Même aujourd’hui, à l’ère des vedettes de la pop et du cinéma suivies par d’innombrables fans sur les réseaux sociaux, on ne connaît guère d’artiste dont les œuvres auraient été vues par des centaines de millions de personnes. Et pourtant, il y a déjà plus de soixante ans, un peintre, Georges Mathieu (1921-2012), a accompli cet exploit. De fait, en 1975, il conçoit le nouveau logotype d’Antenne 2, mais surtout, il dessine en 1974 la pièce de dix francs, frappée à plus de 673 millions d’exemplaires. Le revers de la médaille, c’est que ce succès graphique a éclipsé le reste de son œuvre. Pourtant, Mathieu, maître dans l’art de la promotion mondaine, revendiquait aussi la paternité de plusieurs techniques et courants : le dripping, l’abstraction lyrique, le happening. Mais rien n’y fait : cette œuvre, extrêmement populaire dans les années soixante, a peu à peu perdu de sa superbe. Il est probable que la production picturale de Mathieu – comme celle de Vasarely – reste trop liée à une époque révolue, s’étant transformée en phénomène culturel, voire social.
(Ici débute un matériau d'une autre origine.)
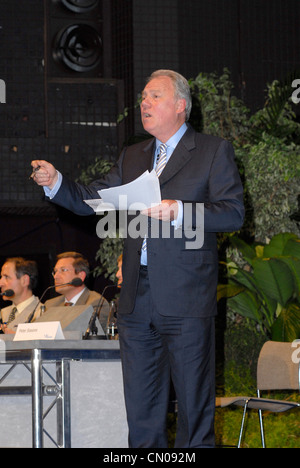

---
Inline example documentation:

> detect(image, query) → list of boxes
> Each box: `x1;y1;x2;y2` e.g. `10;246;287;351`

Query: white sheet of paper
84;170;161;213
84;199;115;212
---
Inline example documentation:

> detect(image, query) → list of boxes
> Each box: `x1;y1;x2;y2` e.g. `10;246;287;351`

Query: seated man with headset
43;252;109;335
0;257;41;334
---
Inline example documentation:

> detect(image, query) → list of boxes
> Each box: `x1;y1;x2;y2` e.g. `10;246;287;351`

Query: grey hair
146;69;192;121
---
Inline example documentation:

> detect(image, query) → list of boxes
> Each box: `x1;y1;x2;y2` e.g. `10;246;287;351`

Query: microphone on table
82;284;116;340
26;277;84;323
0;289;15;297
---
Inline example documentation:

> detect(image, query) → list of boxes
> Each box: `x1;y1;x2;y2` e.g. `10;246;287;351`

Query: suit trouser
117;267;216;448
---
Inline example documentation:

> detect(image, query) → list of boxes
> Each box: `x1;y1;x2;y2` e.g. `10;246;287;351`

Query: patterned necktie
142;143;168;252
155;143;168;177
64;302;73;306
7;307;18;324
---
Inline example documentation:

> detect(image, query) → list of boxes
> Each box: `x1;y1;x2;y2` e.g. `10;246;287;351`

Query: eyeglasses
52;267;71;277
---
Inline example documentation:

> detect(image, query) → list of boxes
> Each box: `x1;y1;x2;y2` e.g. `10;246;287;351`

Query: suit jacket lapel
143;138;156;171
21;297;40;322
127;127;195;187
76;287;89;305
121;138;155;184
159;125;196;185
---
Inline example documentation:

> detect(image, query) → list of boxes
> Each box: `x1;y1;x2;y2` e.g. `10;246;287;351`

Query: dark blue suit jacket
51;125;244;318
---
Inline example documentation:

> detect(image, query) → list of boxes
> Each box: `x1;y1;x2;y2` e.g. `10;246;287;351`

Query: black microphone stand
26;285;54;324
26;278;84;323
82;285;116;340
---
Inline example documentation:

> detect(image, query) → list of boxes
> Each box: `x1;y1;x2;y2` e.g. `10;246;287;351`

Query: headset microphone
0;289;14;297
68;278;83;287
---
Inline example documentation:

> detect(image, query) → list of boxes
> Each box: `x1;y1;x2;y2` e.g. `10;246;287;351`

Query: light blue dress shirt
140;123;187;265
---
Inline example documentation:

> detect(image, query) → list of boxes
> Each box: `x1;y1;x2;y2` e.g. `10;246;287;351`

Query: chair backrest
257;341;300;391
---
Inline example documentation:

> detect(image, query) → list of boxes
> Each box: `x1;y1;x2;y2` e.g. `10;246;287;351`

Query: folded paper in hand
84;170;161;213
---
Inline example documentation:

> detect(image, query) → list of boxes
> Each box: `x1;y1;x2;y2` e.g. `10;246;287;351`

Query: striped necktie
142;143;168;252
155;143;168;177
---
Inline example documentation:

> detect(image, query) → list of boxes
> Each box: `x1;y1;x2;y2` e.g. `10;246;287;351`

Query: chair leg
257;390;266;448
238;400;249;448
258;409;266;448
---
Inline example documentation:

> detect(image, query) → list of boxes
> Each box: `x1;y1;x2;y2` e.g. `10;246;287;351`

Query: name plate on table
14;322;65;341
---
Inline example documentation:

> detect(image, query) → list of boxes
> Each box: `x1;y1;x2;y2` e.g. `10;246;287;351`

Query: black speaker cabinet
45;0;103;78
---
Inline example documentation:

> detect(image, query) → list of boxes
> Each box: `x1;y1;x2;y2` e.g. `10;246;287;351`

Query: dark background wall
0;0;299;303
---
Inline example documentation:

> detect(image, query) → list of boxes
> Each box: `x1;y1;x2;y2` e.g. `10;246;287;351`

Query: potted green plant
218;232;300;341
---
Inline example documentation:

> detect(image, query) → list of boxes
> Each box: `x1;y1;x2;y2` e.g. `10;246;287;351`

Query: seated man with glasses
44;252;109;330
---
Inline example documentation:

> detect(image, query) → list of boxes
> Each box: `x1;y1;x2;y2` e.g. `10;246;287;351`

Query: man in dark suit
31;70;244;448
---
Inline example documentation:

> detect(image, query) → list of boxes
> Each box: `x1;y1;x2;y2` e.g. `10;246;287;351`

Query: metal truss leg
56;359;71;448
31;349;43;448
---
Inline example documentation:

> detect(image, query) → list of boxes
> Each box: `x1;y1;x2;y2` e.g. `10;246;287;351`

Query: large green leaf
278;257;300;301
252;258;294;306
230;268;259;294
217;284;244;301
263;232;298;258
228;290;262;322
271;303;300;342
283;238;300;260
229;237;257;265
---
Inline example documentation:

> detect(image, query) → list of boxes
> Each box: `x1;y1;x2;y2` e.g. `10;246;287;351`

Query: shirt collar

Le mérite de la rétrospective organisée en toute logique à la Monnaie de Paris, en collaboration avec le Centre Pompidou – la donation importante de la famille Mathieu en 2015 y étant sans doute pour beaucoup – est de révéler l’ampleur de cette œuvre. Face à ces immenses toiles, brossées avec une stupéfiante rapidité, à cette gestualité débridée, il est impossible de ne pas penser à Pollock. Faut-il pour autant reprocher à Mathieu de ne pas pratiquer le célèbre all over, ce mantra de l’expressionnisme abstrait américain ? Rien n’empêche qu’une composition centrée, d’où jaillissent des éclairs dans tous les sens, soit tout aussi convaincante. En revanche, les excès de l’artiste – couleurs criardes et contrastées, couches épaisses de matière – en font une peinture qui cherche trop l’effet spectaculaire flirtant parfois avec le kitsch. Ainsi, on peut préférer les quelques toiles où, sur un fond blanc, surgit un signe noir isolé. Parfois, le silence est d’or. P.S. La manifestation se prolonge dans les sous-sols de la Monnaie, avec des œuvres de graffeurs inspirés par les dessins de Mathieu. Itzhak Goldberg Georges Mathieu, jusqu’au 7 août, Monnaie de Paris, Paris.